Just a quick post about observations I had at a recent prostate cancer meeting conducted by the US Department of Defense's (DOD) Congressionally-Directed Medical Research Program (CDMRP). In the US, DOD is second only to NIH in the amount of funding provided for breast and prostate cancer research.

The meeting was held in Atlanta and spread over three days - a nice small meeting with few overlapping sessions and great opportunities for interaction with speakers and fellow scientists.

Most impressive, however, was the heavy presence of the cancer patient community in the proceedings. The meeting kicked off with a period of silence for all patients lost to prostate cancer and then each session began with a "consumer" speaker. (The term "patient advocate" seems to have gone by the wayside because, after all, aren't we all patient advocates?).
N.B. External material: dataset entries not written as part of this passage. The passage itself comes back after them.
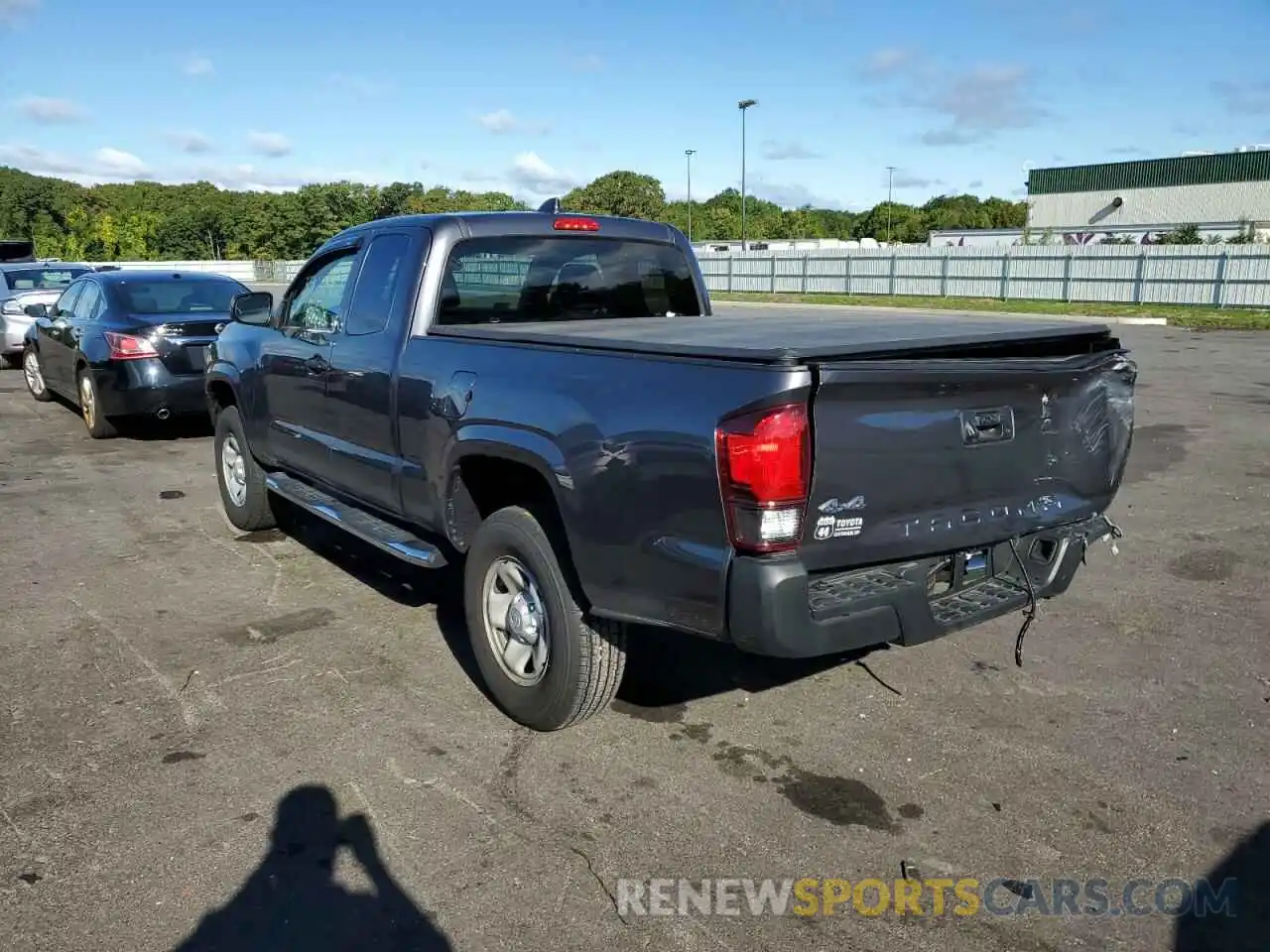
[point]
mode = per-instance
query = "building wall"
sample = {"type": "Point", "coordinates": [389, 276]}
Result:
{"type": "Point", "coordinates": [1180, 204]}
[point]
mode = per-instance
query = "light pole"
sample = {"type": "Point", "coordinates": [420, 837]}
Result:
{"type": "Point", "coordinates": [890, 179]}
{"type": "Point", "coordinates": [743, 105]}
{"type": "Point", "coordinates": [689, 154]}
Tours of poster presentations were also given to groups of consumers by selected physicians and basic researchers.

The consumer speaker was usually a man living with prostate cancer, a leader of prostate cancer awareness/advocacy groups, and/or a member of an under-represented minority that is over-represented in the incidence of prostate cancer. (This approach is also used in DOD's breast cancer conferences.)

For those of us who do not see patients for a living, every one of these speakers brought a human face to the battle we encounter daily at the lab bench with prostate cancer cells growing in a cell culture dish or as tumors in an immunocompromised mouse.

One speaker was particularly impressive, imploring us to not conduct our research casually but rather with an intensity and purpose concomitant with the thousands of patients in need of our discoveries.

Many of us scientists go into this field with both a wonder of biology and a sense of mission to help others. All too often, the system beats these idealistic thoughts out of us as we pursue the next publication, the next research grant, and the general tone of one-up-manship so common in today's research climate.

For me, it was most refreshing to be reminded of why I went into this crazy business.